Differential Privacy: Gradient Leakage Attacks in Federated Learning Environments
Miguel Fernandez-de-Retana 1,2, Unai Zulaika 2, Rubén Sánchez-Corcuera 2, Aitor Almeida 2
Published on arXiv
2510.23931
Model Inversion Attack
OWASP ML Top 10 — ML03
Key Finding
DP-SGD significantly mitigates gradient leakage-based training data reconstruction at a moderate utility cost, while PDP-SGD maintains accuracy but fails to prevent private data reconstruction in federated learning.

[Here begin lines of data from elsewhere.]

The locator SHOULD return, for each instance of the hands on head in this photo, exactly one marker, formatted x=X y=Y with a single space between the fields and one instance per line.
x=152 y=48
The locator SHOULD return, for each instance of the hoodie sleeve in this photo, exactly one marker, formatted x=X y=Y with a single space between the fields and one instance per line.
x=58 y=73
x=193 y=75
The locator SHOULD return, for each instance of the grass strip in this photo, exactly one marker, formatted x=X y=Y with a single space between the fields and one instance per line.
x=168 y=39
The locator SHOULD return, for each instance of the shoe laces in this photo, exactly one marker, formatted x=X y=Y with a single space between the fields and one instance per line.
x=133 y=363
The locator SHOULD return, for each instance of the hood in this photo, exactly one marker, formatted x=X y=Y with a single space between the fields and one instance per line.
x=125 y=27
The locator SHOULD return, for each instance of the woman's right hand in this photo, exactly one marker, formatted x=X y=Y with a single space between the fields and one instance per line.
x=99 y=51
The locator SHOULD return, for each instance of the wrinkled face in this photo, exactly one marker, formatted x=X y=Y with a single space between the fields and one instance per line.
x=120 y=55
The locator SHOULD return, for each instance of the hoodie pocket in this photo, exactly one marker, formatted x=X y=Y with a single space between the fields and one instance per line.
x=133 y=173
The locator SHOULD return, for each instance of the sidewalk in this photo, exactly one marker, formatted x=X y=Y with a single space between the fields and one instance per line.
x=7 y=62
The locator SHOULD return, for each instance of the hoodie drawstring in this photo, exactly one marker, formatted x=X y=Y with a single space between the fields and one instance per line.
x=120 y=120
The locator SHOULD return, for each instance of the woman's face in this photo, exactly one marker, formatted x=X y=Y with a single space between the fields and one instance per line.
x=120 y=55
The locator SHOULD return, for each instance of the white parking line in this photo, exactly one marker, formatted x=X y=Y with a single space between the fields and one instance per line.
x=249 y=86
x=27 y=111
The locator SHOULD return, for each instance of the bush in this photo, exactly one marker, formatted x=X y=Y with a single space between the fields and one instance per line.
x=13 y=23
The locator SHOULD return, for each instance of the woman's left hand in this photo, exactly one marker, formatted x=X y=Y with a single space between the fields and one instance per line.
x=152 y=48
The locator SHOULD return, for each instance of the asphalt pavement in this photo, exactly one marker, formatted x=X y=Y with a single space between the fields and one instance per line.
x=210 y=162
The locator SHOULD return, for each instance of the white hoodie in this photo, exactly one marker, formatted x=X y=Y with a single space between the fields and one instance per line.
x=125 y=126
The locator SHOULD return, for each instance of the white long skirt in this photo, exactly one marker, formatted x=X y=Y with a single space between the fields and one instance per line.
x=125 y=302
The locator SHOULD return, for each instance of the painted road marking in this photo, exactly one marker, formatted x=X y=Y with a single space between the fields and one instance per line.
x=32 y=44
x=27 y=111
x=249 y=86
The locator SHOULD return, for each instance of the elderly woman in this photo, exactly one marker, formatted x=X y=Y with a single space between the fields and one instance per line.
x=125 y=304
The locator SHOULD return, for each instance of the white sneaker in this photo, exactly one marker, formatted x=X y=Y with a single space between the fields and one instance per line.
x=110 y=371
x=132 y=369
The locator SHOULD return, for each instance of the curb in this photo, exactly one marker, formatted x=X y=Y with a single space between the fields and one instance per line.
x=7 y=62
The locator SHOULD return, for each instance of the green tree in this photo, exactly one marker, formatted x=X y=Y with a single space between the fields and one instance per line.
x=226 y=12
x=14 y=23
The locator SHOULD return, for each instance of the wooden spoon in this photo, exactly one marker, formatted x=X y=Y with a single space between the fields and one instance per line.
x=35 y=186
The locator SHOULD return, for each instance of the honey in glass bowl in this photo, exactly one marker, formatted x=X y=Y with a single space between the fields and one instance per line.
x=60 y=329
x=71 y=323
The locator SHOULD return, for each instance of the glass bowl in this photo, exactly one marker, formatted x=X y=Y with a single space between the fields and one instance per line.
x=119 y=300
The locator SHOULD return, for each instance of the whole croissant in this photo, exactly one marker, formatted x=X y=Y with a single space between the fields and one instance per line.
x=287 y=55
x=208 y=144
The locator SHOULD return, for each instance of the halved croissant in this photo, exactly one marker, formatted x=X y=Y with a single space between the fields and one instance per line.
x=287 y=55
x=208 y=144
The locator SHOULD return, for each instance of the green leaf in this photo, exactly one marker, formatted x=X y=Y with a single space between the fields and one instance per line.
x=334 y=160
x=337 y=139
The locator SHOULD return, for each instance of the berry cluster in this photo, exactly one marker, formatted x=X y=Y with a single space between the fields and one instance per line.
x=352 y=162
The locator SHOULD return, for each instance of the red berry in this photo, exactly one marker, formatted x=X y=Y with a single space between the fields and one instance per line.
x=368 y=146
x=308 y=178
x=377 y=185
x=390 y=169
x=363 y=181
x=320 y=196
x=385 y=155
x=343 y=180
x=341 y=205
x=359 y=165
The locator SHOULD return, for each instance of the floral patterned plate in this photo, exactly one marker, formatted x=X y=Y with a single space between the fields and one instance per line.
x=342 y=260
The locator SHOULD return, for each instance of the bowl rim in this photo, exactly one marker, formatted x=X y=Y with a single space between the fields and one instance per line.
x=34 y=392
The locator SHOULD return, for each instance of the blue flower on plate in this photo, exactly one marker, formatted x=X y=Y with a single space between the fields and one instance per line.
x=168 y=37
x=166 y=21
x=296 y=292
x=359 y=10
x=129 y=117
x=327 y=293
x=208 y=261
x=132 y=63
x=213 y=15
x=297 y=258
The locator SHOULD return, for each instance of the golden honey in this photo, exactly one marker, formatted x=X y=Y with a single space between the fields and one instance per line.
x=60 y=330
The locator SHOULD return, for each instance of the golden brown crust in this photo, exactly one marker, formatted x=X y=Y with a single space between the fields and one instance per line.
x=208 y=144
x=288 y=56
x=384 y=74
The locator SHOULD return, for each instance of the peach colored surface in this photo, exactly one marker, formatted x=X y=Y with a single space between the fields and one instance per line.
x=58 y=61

Federated Learning (FL) allows for the training of Machine Learning models in a collaborative manner without the need to share sensitive data. However, it remains vulnerable to Gradient Leakage Attacks (GLAs), which can reveal private information from the shared model updates. In this work, we investigate the effectiveness of Differential Privacy (DP) mechanisms - specifically, DP-SGD and a variant based on explicit regularization (PDP-SGD) - as defenses against GLAs. To this end, we evaluate the performance of several computer vision models trained under varying privacy levels on a simple classification task, and then analyze the quality of private data reconstructions obtained from the intercepted gradients in a simulated FL environment. Our results demonstrate that DP-SGD significantly mitigates the risk of gradient leakage attacks, albeit with a moderate trade-off in model utility. In contrast, PDP-SGD maintains strong classification performance but proves ineffective as a practical defense against reconstruction attacks. These findings highlight the importance of empirically evaluating privacy mechanisms beyond their theoretical guarantees, particularly in distributed learning scenarios where information leakage may represent an unassumable critical threat to data security and privacy.
Key Contributions
- Empirical evaluation of DP-SGD and PDP-SGD as defenses against gradient leakage attacks in a simulated federated learning environment
- Demonstrates DP-SGD significantly mitigates private data reconstruction risk at a moderate classification accuracy cost
- Shows PDP-SGD preserves model utility but is ineffective as a practical defense against gradient inversion reconstruction
🛡️ Threat Analysis
The core threat is gradient leakage: an adversary intercepts FL gradient updates and reconstructs participants' private training data. The paper simulates this reconstruction attack and evaluates DP-SGD and PDP-SGD specifically as defenses against it — passing the 'adversary test' for ML03 with a concrete data reconstruction threat model.